The NIC's Partnering for Prosperity report can be viewed here: https://www.nic.org.uk/wp-content/uploads/Partnering-for-Prosperty-Report.pdf 

The GCP first last mile report can be viewed at https://www.nic.org.uk/wp-content/uploads/Greater-Cambridge-Partnership-First-Last-Mile-Strategy-Report-2017.pdf

Background

In March 2017 the National Infrastructure Commission invited Cambridge, Milton Keynes and Oxford to each develop a transport strategy that delivers a vision for the future of transport across the Cambridge, Milton Keynes, Oxford corridor.

The Greater Cambridge Partnership developed a “First Last Mile” strategy for Greater Cambridge that clearly sets out how the benefits of East West Rail and the Cambridge to Oxford Expressway can be maximised.

The Greater Cambridge strategy identifies seven key corridors for future infrastructure investment to unlock new homes and connect people to high value added jobs in Greater Cambridge and the interchange with East-West Rail.

To support this, the strategy identifies a programme of investment covering up to £1billion over the 15 years from now until 2031. Some of this is allocated to programmes and projects already, other elements are in development and pending the result of technical studies or business cases that are currently underway.

The strategy was submitted to the National Infrastructure Commission in September 2017 and today the NIC has published the Strategy Assessment Report carried out by consultants Steer Davies Gleave.

What is the first-last mile strategy for Cambridge?

Greater Cambridge is growing and set to experience an increase in journey demand of up to 30% over the next 15 years.

To absorb this growth in a way that prevents further congestion, local authorities and stakeholders are working together to invest in ‘better, greener travel’ – to encourage people out of their cars and onto public transport, cycling or walking journeys.

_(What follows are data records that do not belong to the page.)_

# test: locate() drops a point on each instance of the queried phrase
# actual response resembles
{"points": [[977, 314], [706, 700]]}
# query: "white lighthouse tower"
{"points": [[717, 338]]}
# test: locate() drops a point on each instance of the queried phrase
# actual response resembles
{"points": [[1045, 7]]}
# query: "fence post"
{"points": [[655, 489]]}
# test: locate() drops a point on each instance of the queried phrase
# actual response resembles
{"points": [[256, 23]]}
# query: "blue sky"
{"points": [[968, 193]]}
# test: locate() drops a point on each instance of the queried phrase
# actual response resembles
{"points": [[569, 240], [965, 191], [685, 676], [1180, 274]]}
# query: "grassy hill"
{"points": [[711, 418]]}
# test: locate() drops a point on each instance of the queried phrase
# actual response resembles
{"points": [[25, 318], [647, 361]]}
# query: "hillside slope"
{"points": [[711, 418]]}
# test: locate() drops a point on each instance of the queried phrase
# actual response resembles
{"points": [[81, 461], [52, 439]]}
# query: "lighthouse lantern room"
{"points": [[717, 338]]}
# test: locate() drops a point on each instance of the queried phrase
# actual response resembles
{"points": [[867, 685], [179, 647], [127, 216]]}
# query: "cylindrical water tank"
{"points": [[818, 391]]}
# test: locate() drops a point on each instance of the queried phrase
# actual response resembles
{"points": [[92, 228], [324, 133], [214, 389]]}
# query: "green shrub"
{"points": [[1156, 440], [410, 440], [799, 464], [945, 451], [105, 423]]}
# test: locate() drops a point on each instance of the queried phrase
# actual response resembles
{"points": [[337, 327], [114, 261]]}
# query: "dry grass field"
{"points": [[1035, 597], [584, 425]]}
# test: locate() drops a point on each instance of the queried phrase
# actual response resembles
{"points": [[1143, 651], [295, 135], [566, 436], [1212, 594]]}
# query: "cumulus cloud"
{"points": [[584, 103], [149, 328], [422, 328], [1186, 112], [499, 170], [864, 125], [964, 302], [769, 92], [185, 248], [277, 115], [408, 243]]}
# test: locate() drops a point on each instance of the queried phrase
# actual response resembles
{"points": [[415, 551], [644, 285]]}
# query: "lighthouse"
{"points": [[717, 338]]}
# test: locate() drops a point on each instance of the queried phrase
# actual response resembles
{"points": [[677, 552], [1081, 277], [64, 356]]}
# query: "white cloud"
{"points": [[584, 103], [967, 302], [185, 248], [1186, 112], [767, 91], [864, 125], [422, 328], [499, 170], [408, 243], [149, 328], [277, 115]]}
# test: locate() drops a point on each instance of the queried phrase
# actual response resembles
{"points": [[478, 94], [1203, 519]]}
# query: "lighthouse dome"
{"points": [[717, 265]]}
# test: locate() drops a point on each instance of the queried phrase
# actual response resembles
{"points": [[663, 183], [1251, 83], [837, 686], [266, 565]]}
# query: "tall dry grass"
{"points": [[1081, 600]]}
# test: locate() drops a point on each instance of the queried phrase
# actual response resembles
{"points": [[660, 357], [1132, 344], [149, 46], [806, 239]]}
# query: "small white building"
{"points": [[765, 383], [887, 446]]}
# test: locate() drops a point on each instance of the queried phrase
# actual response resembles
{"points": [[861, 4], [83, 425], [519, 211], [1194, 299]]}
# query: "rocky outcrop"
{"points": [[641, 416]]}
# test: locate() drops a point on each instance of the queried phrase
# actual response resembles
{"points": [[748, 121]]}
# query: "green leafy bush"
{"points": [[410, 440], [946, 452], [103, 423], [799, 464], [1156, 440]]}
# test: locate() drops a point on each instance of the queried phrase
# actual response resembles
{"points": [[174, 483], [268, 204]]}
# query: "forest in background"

This is particularly acute in the city where space is at a premium and daily gridlock is impacting on people, business and the environment.

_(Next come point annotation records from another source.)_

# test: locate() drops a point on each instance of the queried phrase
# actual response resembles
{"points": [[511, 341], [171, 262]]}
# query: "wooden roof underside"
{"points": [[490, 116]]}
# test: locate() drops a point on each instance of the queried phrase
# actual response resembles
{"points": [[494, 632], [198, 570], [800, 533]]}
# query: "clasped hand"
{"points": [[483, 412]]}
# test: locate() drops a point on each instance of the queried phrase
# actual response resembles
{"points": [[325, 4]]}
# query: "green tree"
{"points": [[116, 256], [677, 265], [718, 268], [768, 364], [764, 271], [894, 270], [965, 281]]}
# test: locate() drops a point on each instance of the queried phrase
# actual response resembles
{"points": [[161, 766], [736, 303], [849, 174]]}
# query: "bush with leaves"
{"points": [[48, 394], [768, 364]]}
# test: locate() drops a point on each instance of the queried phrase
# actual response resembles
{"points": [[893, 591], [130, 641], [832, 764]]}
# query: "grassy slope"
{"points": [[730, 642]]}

Our first-last-mile strategy proposes a set of ‘carrots and sticks’ – incentives and disincentives to encourage more people to switch to public transport and active travel within Cambridge by making these journeys faster, safer, more convenient and attractive.

Within this we propose a range of options for reducing congestion at peak-times, including the potential for this to raise on-going revenue to reinvest in an ever better public transport system.

These are future proposals under development and currently being tested with the public as part of our ‘big conversation’ campaign. Feedback will help inform decisions next year.